Creative Achievement Can Buffer Death Anxiety

Striving for, and sometimes reaching, one’s artistic goals can produce a major psychological benefit.

By Tom Jacobs

(Photo: Thomas D/Flickr)

“I’m gonna live forever,” the budding artists of the movie Famedeclare in song. That brash proclamation isn’t just an exuberant burst of youthful ambition; it also reveals an underlying motivation for why some people choose to devote their lives to making art.

According to newly published research, recognition for one’s creative work can ease the angst triggered by reminders of our mortality.

“Creative achievement serves as an existential anxiety buffer, particularly among people for whom creativity constitutes a central part of their cultural worldview,” write University of Kent psychologists Rotem Perach and Arnaud Wisman. They report in the Journal of Creative Behavior that recognition for innovative accomplishments can serve as a form of “symbolic immortality.”

Their findings would come as no surprise to anthropologist Ernest Becker, whose 1973 book The Denial of Death inspired Terror Management Theory. According to this school of thought, many of our attitudes and behaviors are unconscious responses to our species’ unique understanding that our lives are finite.

For some, this knowledge inspires belief in an afterlife, or an emphasis on raising children (and thus passing down one’s genes). Others pledge allegiance to an institution such as a state or church, becoming a “valuable contributor to something larger, more meaningful, and longer-lasting than mere physical existence,” as Perach and Wisman explain.

In this context, the emotional value of making a creative contribution is obvious. Beethoven and Shakespeare live on, in a very real sense, hundreds of years after their deaths. But the notion that creating resonant art can ease death-related anxiety had, surprisingly, never before been tested.

After reviewing 12 previously published studies, which together “support the notion that creativity plays an important role in the management of existential concerns,” the researchers conducted their own experiment, which featured 108 undergraduate psychology students.

Participants began by completing a Creative Achievement Questionnaire, which “measures creative accomplishments in 10 domains (including visual arts, music, inventions) via self-report, while focusing on concrete public accomplishments, such as reviews in national publications.”

They went on to read a series of statements describing creative goals, and responded to each on a scale of one (“There is no chance I will set this goal for myself”) to five “(I definitely will set this goal for myself”). These included “You will produce a great creative work,” and “You will make an important contribution in the field of art or science.”

They then responded to 15 statements, labeling each as either true or false. For half of the participants, these assertions involved death anxiety (such as “I am very much afraid to die”); for the others, they described a fear of public speaking.

Finally, all were instructed to complete 25 word fragments, including six that could be completed as either death-related or non-death-related words. (One example was “Sk__l,” which could be completed as either “skill” or “skull.”) Researchers noted how often each participant went for the death-centric term.

Not surprisingly, those who were not creativity-oriented were more likely to form mortality-related words if they had previously filled out the fear-of-death questionnaire. (Death was, after all, on their minds.)

But, strikingly, the opposite was true among those who (a) had already experienced a significant creative achievement, and (b) expressed strong creative goals for the future. For them, exposure to the notion of death did not propel their thinking in a dark direction.

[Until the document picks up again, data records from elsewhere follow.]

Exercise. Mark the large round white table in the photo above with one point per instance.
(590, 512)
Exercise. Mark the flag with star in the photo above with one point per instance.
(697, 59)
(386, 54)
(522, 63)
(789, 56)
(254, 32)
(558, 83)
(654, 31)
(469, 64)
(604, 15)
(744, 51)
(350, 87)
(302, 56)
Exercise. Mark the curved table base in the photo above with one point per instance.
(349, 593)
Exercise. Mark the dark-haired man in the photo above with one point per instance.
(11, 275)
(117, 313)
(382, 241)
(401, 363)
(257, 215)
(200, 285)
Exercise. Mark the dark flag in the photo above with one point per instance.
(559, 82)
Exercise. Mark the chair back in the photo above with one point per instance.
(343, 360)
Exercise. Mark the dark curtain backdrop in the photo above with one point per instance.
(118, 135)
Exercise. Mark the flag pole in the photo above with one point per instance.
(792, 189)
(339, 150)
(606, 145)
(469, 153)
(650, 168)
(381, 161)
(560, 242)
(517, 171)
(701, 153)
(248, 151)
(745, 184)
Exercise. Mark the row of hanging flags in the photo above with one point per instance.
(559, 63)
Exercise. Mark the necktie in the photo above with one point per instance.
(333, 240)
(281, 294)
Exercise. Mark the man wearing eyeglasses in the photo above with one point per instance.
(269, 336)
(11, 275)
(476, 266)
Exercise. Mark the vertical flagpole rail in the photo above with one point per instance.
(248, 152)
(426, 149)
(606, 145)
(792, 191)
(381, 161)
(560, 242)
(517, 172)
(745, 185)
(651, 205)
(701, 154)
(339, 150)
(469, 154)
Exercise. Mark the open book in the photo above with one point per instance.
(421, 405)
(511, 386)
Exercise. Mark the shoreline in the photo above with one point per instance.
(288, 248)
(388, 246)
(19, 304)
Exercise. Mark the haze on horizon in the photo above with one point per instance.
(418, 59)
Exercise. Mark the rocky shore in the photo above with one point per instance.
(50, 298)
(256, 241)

“Our findings suggest that those who pursue creativity, and produce significant creative contributions, may benefit from existential security in the face of death,” the researchers conclude.

Artists follow their muses for a myriad of reasons, of course. But this research suggests that, whatever their catalyst, doing creative work — and especially getting recognized for it — conveys an invaluable emotional benefit.

Woody Allen famously quipped, “I don’t want to achieve immortality through my work; I want to achieve immortality through not dying.” Fortunately for him, there is value in the first, more-viable option.